Quakie’s ducklings were tired out from just being hatched hours before and dozed off in the cardboard carton, oblivious to the events around them.

After an hour I decided it was time to head home – Quakie may have heard the warning calls of the drakes and avoided the area I was in, which made it pointless to wait any more.

The ducklings were put back in the brooder where it was warm, however the ducklings (or at least 2 of them)  immediately started screaming their little heads off, insecure at not being able to see me.  I eventually brought them outdoors in their little cardboard box and allowed them to run around in the grass and play in the pond a little before taking them back indoors.  The exertions of the day had its effect on all the little ones and soon they were all sleeping cuddled up together under the heating plate.

I and H. went on a walk around the neighbourhood talking to various neighbours, hoping to find someone who would be willing to take them in, since we would not have the space or time to care for them in the following weeks. Unfortunately we had no luck. Searching online, I found the contact for a wildlife rescue centre specialising in waterfowl about an hour and a half’s drive away. We called and were asked to bring the babies the next day, and if no volunteers were around in the morning, to come in the evening.

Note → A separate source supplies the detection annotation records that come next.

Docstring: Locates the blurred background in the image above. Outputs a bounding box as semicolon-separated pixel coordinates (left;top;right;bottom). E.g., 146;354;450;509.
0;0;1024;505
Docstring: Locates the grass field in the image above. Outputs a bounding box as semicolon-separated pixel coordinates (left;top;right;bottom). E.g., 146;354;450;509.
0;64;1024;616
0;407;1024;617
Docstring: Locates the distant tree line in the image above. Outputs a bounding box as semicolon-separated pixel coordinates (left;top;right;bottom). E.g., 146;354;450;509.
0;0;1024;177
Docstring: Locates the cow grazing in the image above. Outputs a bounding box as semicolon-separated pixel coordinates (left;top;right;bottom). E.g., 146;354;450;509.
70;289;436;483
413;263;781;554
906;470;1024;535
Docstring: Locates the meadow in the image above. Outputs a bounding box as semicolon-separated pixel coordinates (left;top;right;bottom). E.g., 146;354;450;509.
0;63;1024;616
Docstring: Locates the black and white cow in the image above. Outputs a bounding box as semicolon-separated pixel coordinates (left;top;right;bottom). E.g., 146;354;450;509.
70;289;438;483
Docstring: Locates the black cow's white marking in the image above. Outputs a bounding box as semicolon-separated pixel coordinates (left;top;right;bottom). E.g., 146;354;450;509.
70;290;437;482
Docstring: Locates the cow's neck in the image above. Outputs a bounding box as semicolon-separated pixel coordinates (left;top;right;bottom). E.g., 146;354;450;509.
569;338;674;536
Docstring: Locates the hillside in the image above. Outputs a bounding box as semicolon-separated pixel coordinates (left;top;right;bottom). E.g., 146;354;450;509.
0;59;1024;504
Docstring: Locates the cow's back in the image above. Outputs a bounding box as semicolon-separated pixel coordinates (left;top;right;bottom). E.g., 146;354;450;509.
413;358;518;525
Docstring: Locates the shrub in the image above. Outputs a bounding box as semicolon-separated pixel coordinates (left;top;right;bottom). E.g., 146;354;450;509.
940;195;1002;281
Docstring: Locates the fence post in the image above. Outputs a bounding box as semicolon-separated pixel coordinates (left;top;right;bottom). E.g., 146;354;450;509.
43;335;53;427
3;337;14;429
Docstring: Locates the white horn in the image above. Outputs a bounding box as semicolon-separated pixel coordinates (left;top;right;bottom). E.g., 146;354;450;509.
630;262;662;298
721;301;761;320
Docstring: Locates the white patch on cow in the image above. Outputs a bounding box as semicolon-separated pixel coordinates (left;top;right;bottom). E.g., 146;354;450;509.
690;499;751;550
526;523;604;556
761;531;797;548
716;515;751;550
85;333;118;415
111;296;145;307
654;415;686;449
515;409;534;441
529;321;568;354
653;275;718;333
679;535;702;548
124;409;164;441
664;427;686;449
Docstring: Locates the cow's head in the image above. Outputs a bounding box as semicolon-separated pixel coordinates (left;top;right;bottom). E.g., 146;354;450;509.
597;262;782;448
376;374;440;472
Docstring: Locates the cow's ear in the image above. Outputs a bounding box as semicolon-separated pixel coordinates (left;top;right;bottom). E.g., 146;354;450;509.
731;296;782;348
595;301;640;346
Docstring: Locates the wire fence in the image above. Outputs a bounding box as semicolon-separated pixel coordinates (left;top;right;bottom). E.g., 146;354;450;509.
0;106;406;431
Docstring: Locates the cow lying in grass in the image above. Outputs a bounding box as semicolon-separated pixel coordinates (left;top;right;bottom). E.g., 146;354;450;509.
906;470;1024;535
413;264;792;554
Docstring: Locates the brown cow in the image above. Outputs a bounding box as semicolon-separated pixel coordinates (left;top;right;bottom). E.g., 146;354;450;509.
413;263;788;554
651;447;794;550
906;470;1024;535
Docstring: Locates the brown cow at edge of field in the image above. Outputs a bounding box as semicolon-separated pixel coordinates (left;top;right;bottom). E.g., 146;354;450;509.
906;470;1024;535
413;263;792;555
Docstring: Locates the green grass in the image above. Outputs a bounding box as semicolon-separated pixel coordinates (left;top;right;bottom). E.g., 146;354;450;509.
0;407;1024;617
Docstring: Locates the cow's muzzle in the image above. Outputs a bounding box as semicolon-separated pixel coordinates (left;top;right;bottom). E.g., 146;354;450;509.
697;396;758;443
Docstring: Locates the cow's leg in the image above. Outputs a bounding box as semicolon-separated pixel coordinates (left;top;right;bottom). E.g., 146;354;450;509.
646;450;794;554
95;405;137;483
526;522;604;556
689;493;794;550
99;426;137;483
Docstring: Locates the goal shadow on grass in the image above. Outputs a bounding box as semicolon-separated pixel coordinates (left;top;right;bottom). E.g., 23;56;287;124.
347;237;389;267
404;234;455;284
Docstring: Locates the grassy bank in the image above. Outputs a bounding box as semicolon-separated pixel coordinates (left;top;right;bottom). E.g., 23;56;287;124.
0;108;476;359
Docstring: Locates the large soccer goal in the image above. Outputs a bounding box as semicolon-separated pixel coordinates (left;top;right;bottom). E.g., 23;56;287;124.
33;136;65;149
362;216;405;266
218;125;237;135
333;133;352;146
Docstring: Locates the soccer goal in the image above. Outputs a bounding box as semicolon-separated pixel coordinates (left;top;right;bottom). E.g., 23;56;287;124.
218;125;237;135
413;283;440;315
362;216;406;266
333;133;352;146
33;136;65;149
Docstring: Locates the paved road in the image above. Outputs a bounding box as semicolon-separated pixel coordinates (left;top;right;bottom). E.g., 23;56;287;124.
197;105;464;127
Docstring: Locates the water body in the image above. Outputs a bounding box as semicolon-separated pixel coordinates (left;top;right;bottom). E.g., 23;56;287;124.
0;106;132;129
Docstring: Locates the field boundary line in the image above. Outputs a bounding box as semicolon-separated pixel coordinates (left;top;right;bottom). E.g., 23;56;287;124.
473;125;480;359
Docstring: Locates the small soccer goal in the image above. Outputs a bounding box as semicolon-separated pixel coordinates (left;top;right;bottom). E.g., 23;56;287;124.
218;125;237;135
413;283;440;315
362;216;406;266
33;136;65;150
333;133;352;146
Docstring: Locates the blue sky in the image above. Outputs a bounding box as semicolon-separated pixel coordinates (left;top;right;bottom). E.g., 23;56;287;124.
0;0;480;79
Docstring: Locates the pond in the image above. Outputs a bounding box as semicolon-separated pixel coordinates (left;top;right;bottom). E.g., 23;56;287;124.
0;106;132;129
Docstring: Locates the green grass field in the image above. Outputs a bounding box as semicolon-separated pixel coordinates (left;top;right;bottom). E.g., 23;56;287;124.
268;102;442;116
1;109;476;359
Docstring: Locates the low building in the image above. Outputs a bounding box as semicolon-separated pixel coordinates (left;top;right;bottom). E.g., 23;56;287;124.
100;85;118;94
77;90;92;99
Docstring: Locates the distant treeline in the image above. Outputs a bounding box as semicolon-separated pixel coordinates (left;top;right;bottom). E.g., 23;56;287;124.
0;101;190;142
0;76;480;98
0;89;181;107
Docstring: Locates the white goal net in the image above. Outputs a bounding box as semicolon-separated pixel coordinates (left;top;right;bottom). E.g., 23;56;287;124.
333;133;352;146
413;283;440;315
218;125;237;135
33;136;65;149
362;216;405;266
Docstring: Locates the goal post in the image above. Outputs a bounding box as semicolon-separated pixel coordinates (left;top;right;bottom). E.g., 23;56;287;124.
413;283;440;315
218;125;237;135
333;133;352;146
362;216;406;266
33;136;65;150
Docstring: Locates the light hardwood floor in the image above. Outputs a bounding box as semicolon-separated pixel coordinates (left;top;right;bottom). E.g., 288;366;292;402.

This was both good and bad news – good news that we could find someone who would take them and had the facilities to raise the ducklings till they could be returned to the wild; but bad news that we had to wait another 24 hours. Ducklings grow so fast that by the time they were 2 days old, it would be hard to confine them in a makeshift brooder because all their senses would tell them to escape so they could go to water to feed. I would have to babysit them continuously for the whole of the next day.